Explanatory note: Serious bacterial infections, such as pneumonia requiring hospitalization and bacterial meningitis used to be common illnesses with potentially life threatening and damaging consequences in young infants and children. Many of these diseases have become uncommon since the Haemophilus influenzae type b (Hib) conjugate vaccine was introduced in 1988. Much of the remaining diseases of these types are caused by Streptococcus pneumoniae, a similar but unrelated bacterium. Unlike Hib, for which there was only one type, there are more than 90 types (or serotypes) of S. pneumoniae.
A 7-valent pneumococcal conjugate vaccine (PCV7), which contains the 7 most common pneumococcal serotypes causing invasive (serious) infections in children, was licensed in February 2000 in the United States for routine administration to children beginning at 2 months of age. During much of the first 3 years after licensure, this vaccine was in short supply.
What has been the impact of the recommendation for universal PCV7 vaccination on childhood invasive pneumococcal disease (IPD) in Massachusetts?

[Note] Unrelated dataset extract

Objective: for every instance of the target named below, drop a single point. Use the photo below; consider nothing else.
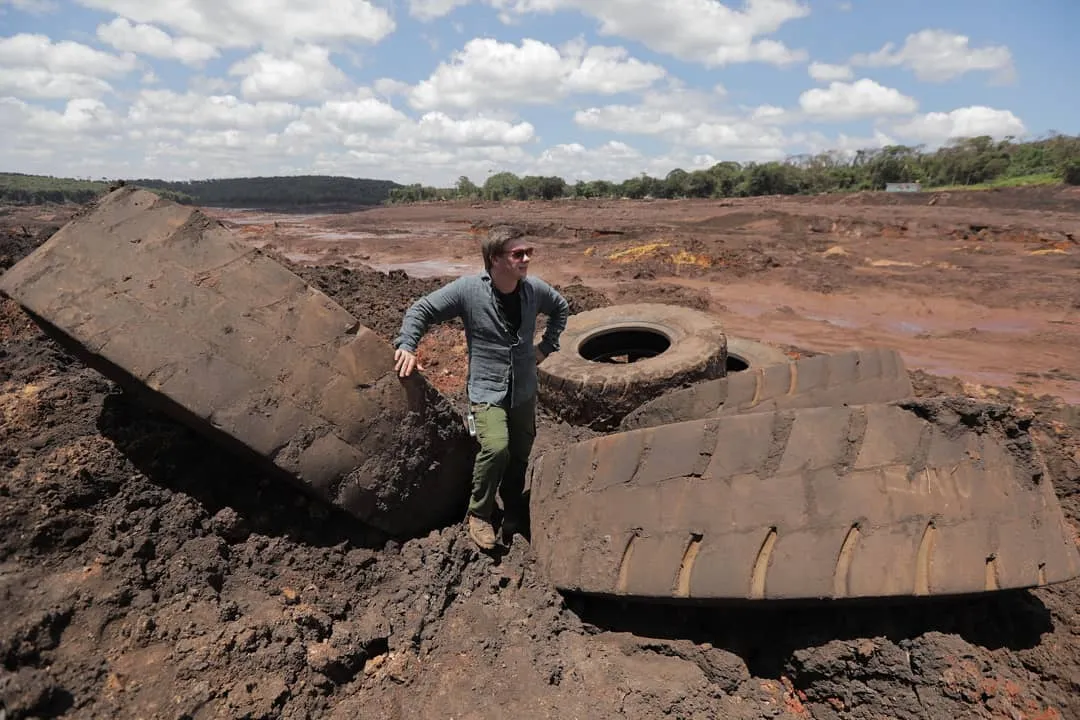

Researchers identified the number of new cases of IPD occurring between October 2001 and September 2003 in children in Massachusetts. The cases were identified through laboratory reports of positive cultures of S. pneumoniae to the Massachusetts Department of Public Health (MDPH) via a combination of active (phone calls to labs) and passive surveillance.
Epidemiologists from the MDPH then interviewed the case’s primary care provider to determine the age, gender, race, vaccination status, clinical presentation and underlying medical conditions.
Parents or guardians were also interviewed to confirm race and identify day-care attendance and household information such as occupancy number. This information was gathered to examine predisposing factors for developing IPD.
The incidence of IPD was compared to 1990-1991, a year during which similar surveillance was conducted before PCV7 licensure.
This study identified 191 cases of IPD during the 2-year study period, 138 (72%) of which occurred in children younger than 5 years of age. The annual incidence rate for invasive disease was 17.4 per 100,000 children younger than 5 years of age during the study period; before PCV7 was licensed (i.e. 1990-1991) the incidence rate was 56.9 per 100,000 per year, a 69% decline in the rate of IPD.
There was also a small increase in the incidence of nonvaccine serogroups causing IPD. The study also found that IPD was more common in blacks and Hispanics than in whites, in children younger than 1 year of age, and in children with underlying diseases such as sickle-cell disease or HIV infection.
Only a small proportion of observed disease was attributable to vaccine failure. Very few cases were attributed to vaccine shortage.
Compared with the prior studies, Massachusetts has had a decline of IPD among children younger than 5 years of age. Blacks and Hispanics continue to suffer increased rates of IPD, in contrast to other studies.
A number of recent studies have also demonstrated that vaccination of children with PCV7 has reduced IPD. A concern arising from this study also observed in another study was an increase in the number of cases due to nonvaccine serotypes.
While the results of an increasing number of studies suggest a dramatic reduction in cases of IPD since the introduction of the PCV7 vaccine, it is important to recognize that the passive reporting of cases both in this study and the one a decade earlier limit the interpretation of these data.